Un protocole de recherche ne peut être autorisé par l’Agence de biomédecine que si quatre conditions cumulatives sont réunies : la pertinence scientifique de la recherche ; la recherche, fondamentale ou appliquée, s'inscrit dans une finalité médicale ; en l'état des connaissances scientifiques, cette recherche ne peut être menée sans recourir à ces embryons ou ces cellules souches embryonnaires ; le projet et les conditions de mise en œuvre du protocole respectent les principes éthiques relatifs à la recherche sur l'embryon et les cellules souches embryonnaires. La décision de l’Agence de biomédecine « assortie de l'avis du conseil d'orientation, est communiquée aux ministres chargés de la santé et de la recherche qui peuvent, dans un délai d'un mois et conjointement, demander un nouvel examen du dossier ayant servi de fondement à la décision », soit en « cas de doute sur le respect des principes éthiques ou sur la pertinence scientifique du protocole autorisé », soit « dans l'intérêt de la santé publique ou de la recherche scientifique, lorsque le protocole a été refusé ». En « cas de violation des prescriptions législatives et réglementaires ou de celles fixées par l'autorisation, l'agence suspend l'autorisation de la recherche ou la retire ».
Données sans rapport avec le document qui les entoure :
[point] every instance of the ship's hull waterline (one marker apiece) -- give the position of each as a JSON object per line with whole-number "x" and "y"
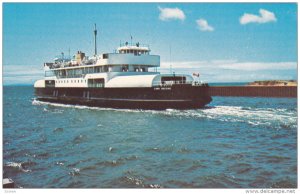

Une telle recherche ne peut « être menée qu'à partir d'embryons conçus in vitro dans le cadre d'une assistance médicale à la procréation et qui ne font plus l'objet d'un projet parental », avec le consentement écrit préalable du couple dont les embryons sont issus, ou du membre survivant de ce couple, « par ailleurs dûment informés des possibilités d'accueil des embryons par un autre couple ou d'arrêt de leur conservation ». Les embryons sur lesquels une recherche a été conduite ne pourront être transférés à des fins de gestation.